Apparently, Sovereign has officially been declared a Geth Dreadnought, and the Reapers dismissed as a myth. The Council has exerted all their influence to quell as thoroughly as possible the rumours of Sovereign being only the first of many, and are afraid I’ll raise hue and cry and upset their peaceful delusions of security. Fools. We thwarted the Reapers first attempt, but they will come eventually, and when they do, we need to be ready for them. Plugging our ears and singing a song of denial will not save us.

Anderson listened to every word I said with studious attention. I told him everything. How Cerberus revived me, of my meeting with The Illusive Man, my findings on Freedom’s Progress, my plans to assemble an independent team to fight the Collectors, my doubts about my own freedom of thought, the recreation of the Normandy and suspicions of security leaks in the Alliance, and my intention to report back to Admiral Hackett as soon as the Collector threat had been dealt with.
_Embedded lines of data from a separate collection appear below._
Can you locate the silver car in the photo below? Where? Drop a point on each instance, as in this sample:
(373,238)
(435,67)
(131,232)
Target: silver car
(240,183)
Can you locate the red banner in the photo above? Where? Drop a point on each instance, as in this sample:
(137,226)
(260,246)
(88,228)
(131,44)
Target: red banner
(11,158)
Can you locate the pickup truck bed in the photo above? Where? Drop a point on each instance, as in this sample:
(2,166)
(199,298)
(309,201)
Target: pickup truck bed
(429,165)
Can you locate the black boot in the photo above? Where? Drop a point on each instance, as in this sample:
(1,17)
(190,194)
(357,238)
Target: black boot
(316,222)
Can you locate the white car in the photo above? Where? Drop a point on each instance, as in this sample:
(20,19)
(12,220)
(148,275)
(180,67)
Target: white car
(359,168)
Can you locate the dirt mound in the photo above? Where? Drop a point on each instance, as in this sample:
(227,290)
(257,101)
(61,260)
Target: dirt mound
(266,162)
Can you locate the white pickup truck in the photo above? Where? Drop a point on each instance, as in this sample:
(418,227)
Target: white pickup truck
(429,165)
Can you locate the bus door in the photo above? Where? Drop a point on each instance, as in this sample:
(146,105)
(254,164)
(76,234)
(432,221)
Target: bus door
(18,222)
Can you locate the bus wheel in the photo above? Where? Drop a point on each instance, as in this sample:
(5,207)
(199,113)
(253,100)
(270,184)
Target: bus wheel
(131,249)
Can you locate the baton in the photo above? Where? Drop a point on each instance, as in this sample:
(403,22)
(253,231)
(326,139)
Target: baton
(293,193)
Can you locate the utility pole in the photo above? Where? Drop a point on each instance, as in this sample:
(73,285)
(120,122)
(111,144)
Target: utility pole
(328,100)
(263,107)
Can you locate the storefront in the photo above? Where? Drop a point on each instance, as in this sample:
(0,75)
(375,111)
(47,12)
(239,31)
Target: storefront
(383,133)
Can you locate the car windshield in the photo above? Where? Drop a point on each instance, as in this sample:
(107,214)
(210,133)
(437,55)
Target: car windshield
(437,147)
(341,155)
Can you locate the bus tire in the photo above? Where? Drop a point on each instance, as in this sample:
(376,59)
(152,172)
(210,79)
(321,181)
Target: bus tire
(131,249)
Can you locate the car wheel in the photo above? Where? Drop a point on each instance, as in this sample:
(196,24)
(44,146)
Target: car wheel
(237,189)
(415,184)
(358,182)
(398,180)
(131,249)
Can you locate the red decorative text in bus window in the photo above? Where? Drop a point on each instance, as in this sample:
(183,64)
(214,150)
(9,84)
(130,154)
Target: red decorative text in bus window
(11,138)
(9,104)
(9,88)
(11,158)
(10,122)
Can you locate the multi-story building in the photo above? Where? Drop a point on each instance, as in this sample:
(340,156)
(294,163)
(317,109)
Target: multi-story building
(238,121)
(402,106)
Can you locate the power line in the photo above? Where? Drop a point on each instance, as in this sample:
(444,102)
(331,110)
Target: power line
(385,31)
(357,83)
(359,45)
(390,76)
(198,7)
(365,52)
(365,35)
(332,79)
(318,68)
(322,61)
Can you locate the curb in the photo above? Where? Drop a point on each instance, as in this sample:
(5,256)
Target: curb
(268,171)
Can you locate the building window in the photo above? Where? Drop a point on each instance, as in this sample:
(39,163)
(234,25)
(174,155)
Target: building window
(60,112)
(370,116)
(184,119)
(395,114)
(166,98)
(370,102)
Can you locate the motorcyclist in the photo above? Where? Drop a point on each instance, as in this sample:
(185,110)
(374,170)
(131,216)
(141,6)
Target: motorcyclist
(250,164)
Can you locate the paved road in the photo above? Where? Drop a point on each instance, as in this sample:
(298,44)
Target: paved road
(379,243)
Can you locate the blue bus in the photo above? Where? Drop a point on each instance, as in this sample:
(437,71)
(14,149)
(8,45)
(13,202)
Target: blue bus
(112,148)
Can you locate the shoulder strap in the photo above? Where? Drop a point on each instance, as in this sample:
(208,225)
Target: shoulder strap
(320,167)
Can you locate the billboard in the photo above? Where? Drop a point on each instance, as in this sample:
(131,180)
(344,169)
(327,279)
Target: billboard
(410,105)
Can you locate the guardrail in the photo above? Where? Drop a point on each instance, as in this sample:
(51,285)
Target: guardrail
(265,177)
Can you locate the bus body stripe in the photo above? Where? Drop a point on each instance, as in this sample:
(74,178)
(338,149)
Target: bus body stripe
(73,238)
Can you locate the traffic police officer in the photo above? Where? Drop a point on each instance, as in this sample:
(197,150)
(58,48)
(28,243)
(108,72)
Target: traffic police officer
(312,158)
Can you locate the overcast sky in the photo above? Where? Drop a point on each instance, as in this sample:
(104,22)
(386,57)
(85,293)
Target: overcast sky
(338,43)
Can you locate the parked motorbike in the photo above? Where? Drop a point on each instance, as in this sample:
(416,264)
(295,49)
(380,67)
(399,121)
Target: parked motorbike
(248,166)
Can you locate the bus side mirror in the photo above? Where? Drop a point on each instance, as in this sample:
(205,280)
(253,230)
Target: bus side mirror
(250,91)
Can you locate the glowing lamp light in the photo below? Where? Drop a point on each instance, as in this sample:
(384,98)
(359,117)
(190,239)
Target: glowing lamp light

Anderson never said he disbelieved me, but neither did he commit to anything, divulged no classified information. I asked after Ashley before I could stop myself, but he declined to tell me anything, only that she is alive and well.

I cannot read my old Captain’s thoughts, but I assume he is consciously and deliberately suspending judgement. He has no conclusive proof one way or another about my authenticity or wholeness of mind. He has apparently decided to watch and wait, to give me a chance to prove myself one way or the other. That’s all I can ask, and more than I could have hoped for.

I can, at least, remove one gnawing doubt from my extensive list of cares and worries. I insisted, before I left, that C-Sec have me examined for suspicious implants. Despite my fears, suggesting the examination, even submitting to restraints, triggered no failsafe. The results confirm that I do have extensive implants to facilitate and augment my recovery, but, so far as the doctors can tell, neither I nor Garrus (who underwent emergency surgery in the Normandy) have any implants that could control our thoughts or actions, nor anything resembling a kill-switch. The Normandy is still suspect, and circumstance still shackles us to this course, but our own minds are clear and free. And if Cerberus didn’t chain either Garrus or me, chances are Joker and Chakwas are also safe.

This weight being lifted means more than I can say. I now feel twice as strong, as though the whole galaxy couldn’t stop me. Nearly giddy with relief, I’m now off for to assemble an army. The Collectors won't know what hit them.